Almost all off-highway vehicles use the Society of Automotive Engineers (SAE) J1939 protocol for sending and receiving messages across their Controller Area Network (CAN). The standard provides one language across manufacturers – theoretically a good thing. To disrupt a car’s network, a hacker would need to know the make and model to tailor the attack. However, because of J1939’s widespread use and published specifications, cyber criminals can create “one size fits all” exploits that are instantly scalable.

Traditional defenses can’t cope

Attacks can come from the outside (nation-state actors), insider threats (both malicious and unintended), and increasingly from a compromised supply chain. Unfortunately, traditional cybersecurity measures aren’t built to prevent malware from propagating. The most common defenses rely primarily on network and perimeter solutions like gateways, firewalls, intrusion prevention, and anti-virus agents.

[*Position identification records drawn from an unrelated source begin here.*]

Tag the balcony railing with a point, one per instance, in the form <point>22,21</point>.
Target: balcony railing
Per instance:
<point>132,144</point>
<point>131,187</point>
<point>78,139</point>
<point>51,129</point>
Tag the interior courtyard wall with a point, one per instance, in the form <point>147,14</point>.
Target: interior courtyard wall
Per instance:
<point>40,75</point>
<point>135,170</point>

In other words, these tools focus on identifying symptoms rather than addressing the underlying causes. While established tools have worked for decades on known attack types, their effectiveness continues to diminish against motivated adversaries skilled in designing new types of exploits. Detection offers no protection in cases where the supply chain itself is compromised, such as in file-less attacks like memory corruption exploits, stack and heap attacks, zero-day attacks or return oriented programming (ROP) chain attacks.

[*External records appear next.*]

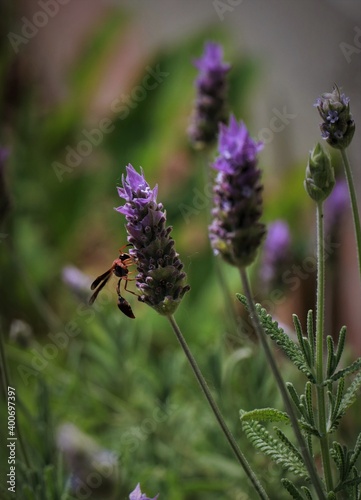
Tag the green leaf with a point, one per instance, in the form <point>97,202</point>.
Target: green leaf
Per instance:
<point>287,443</point>
<point>309,407</point>
<point>353,367</point>
<point>349,397</point>
<point>311,335</point>
<point>265,415</point>
<point>340,345</point>
<point>277,334</point>
<point>274,448</point>
<point>302,341</point>
<point>292,490</point>
<point>356,452</point>
<point>335,405</point>
<point>307,492</point>
<point>331,358</point>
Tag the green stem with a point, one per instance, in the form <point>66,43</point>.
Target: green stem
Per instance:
<point>321,403</point>
<point>355,212</point>
<point>6,383</point>
<point>282,387</point>
<point>217,413</point>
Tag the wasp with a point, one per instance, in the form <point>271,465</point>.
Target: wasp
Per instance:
<point>120,270</point>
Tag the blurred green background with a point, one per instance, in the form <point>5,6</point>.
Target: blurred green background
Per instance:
<point>125,383</point>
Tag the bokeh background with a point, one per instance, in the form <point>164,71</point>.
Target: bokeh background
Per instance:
<point>73,113</point>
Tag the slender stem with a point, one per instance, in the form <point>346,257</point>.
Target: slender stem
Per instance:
<point>321,403</point>
<point>217,413</point>
<point>355,212</point>
<point>231,316</point>
<point>282,387</point>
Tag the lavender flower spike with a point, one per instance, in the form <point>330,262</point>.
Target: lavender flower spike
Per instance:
<point>211,96</point>
<point>138,495</point>
<point>236,232</point>
<point>160,278</point>
<point>338,126</point>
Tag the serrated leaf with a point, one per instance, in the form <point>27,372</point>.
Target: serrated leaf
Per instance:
<point>307,492</point>
<point>335,406</point>
<point>331,358</point>
<point>277,334</point>
<point>356,452</point>
<point>308,394</point>
<point>354,367</point>
<point>273,448</point>
<point>349,397</point>
<point>340,345</point>
<point>287,443</point>
<point>292,490</point>
<point>302,341</point>
<point>311,334</point>
<point>265,415</point>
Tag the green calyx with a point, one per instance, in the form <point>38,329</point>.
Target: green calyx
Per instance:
<point>320,177</point>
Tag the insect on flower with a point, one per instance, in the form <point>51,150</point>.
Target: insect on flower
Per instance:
<point>120,270</point>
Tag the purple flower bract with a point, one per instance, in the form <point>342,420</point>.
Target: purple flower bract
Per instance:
<point>236,232</point>
<point>160,278</point>
<point>211,87</point>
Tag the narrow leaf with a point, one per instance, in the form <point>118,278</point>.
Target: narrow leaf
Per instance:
<point>292,490</point>
<point>340,344</point>
<point>331,358</point>
<point>353,367</point>
<point>309,406</point>
<point>311,334</point>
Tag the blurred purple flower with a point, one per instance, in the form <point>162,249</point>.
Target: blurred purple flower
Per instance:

While detection monitoring is important, it isn’t an end-all solution, and it also requires time, investment and expertise to implement. Re-engineering code can also help enhance security, but to do so requires significant resources, and can trigger compliance risks, especially when the software stack is hundreds of thousands or millions of lines long.

Cyberhardening works

Memory corruption attacks try to trick a software program into running attacker-provided code, instead of programmer-written code. For this to work, the attacker must find vulnerabilities in the software binary code that allow the injection of code and/or the redirection of execution.

One of the latest and most effective means to reduce risk is to cyberharden systems using Runtime Application Self-Protection (RASP) technology, which prevents exploits from spreading across multiple devices and networks. RASP hardens software binaries by using techniques such as binary stirring, control flow integrity and stack frame randomization. The process insures that attackers can’t calculate in advance how to successfully execute their code. This can prevent an entire class of malware attacks.

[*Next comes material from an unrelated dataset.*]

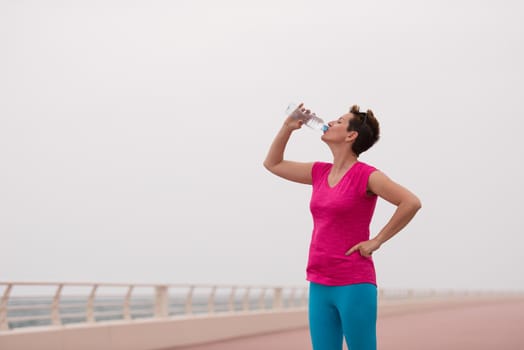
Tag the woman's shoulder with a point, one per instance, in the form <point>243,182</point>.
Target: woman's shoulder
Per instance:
<point>366,168</point>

RASP also uses runtime instrumentation to detect and block attacks via information from inside the running software. It differs from perimeter-based protection like firewalls, which can only detect and block attacks by using network information without context. When a threat is detected, RASP prevents exploitation and execution. In other words, it denies malware the uniformity required to propagate.

Importantly, RASP is easy to implement and requires no new investment, software, services or hardware, and only a one-time transformation with limited overhead. It doesn’t require access to source code and isn’t dependent on complier or operating systems. There are no alerts to monitor, and RASP is remotely deployable as binary code that can be cyberhardened via API. Cloud architecture providers, telecommunications, automotive OEMs, and other organizations which can’t afford to have a disruption in operations are turning to RASP as a proactive layer of defense against malware propagation.

Protect your customers

As further motivation, note that SonicWall Capture Labs recorded a total of 5.99 billion malware attacks during the first half of 2018, a greater than 100% increase over the same period in 2017. Moving from traditional detection security defenses to cyberhardening software binaries with RASP technology can reduce risk by stopping attacks before they can execute and spread. Doing so may well keep you, as an OEM, from fielding a jaw-dropping phone call about malware in your systems, devices or supply chain that has been discovered – and has spread.